Les conditions préalables
par Guy Loyrion
Le temps passé à skier doit être maximal. Les longues explications, les passages un par un des enfants pour un jeu ou un exercice, les arrêts prolongés, les démonstrations ne doivent occuper dans la séance qu'une place la plus réduite possible. La simple observation montre que le temps passé dans les files d'attente et dans les remontées mécaniques représente au moins la moitié d'une séance ; il est donc logique d'être attentif à consacrer l'autre moitié à glisser. sur un terrain adapté au niveau des enfants : un terrain trop difficile provoque des attitudes défensives, des crispations ou même des blocages qui se traduisent par un ski freiné, opposé à la glisse. Il n'est pas de progrès à attendre dans ces conditions. Au contraire, des comportements de régression, une tension physique et psychologique suppriment tout plaisir. Plus grave encore, la fatigue qui en découle peut entraîner des accidents et du dégoût. La confrontation nécessaire à de nouvelles difficultés doit donc être dosée et très progressive. Les enfants ressentent beaucoup plus tardivement la lassitude que nous éprouvons nous en tant qu'adultes en parcourant plusieurs fois les mêmes pistes. Et il n'est pas rare de voir des gamins dévaler la même pente facile des journées entières avec une jubilation évidente. À nous d'être attentifs sur le moment opportun pour aborder des terrains plus complexes.
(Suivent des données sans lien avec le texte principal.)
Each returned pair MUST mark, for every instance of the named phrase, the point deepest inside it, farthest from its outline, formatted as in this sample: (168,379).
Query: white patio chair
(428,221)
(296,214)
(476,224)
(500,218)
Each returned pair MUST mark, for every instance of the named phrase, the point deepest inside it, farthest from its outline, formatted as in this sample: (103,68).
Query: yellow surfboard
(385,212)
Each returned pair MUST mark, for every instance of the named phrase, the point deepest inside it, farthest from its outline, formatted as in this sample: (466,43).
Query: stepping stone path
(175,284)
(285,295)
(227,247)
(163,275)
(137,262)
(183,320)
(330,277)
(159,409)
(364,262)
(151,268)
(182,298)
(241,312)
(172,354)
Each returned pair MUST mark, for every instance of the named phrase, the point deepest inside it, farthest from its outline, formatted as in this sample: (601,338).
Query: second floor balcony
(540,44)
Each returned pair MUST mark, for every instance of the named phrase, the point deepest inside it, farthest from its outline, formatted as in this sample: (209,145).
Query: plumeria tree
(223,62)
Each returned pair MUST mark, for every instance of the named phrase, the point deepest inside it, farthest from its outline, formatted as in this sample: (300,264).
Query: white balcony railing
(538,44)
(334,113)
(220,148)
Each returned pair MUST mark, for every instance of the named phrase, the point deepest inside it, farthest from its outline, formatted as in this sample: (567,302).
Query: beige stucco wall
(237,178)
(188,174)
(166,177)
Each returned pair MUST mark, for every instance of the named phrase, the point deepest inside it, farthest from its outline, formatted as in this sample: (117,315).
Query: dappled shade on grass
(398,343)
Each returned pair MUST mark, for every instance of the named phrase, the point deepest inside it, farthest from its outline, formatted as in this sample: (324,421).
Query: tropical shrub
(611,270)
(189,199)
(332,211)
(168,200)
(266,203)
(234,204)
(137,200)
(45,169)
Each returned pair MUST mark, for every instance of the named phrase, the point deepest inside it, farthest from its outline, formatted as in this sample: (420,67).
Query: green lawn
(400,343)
Skier consiste à se diriger
L'objectif est de descendre une piste en choisissant l'endroit où l'on souhaite passer, en construisant sa trajectoire et en maîtrisant sa vitesse. Une grande partie de l'intérêt que nous trouvons au ski vient de là : sentir que l'on est capable d'intervenir sur cette chute grisante, de la ralentir ou de l'accélérer, d'en transformer la trajectoire tour à tour en une flèche rectiligne ou en volutes savantes. Cela nécessite un apprentissage, qui ne peut se faire sans un minimum d'expérimentation personnelle. Il ne faut donc pas hésiter à permettre aux enfants, dans un cadre clairement établi, de déterminer le chemin qu'ils veulent suivre sur la piste en imaginant d'autres cas de figure que la sacro-sainte file indienne. Pensons donc à leur demander de suivre l'adulte quand la sécurité l'impose, à proposer des situations dans lesquelles un enfant peut s'exercer à choisir son itinéraire et/ou sa vitesse, skier en sous-groupe, deux par deux en alternant le premier, seul jusqu'à un point fixé, à varier la position de l'adulte par rapport aux enfants – devant mais aussi dans le groupe, derrière, à côté, statique sur un atelier en circuit… à réduire au maximum les évolutions « à la queue leu leu ». Plus on est à la fin de la file, plus on coupe les virages, plus on skie par succession de freinages/accélérations, moins on est autonome. On voit presque systématiquement que l'enfant qui se retrouve à la dernière place est le moins habile. Les inconvénients d'être le dernier viennent donc aggraver ses difficultés. On peut s'interroger sur son degré de tension dans cette poursuite incessante et d'avance vouée à l'échec.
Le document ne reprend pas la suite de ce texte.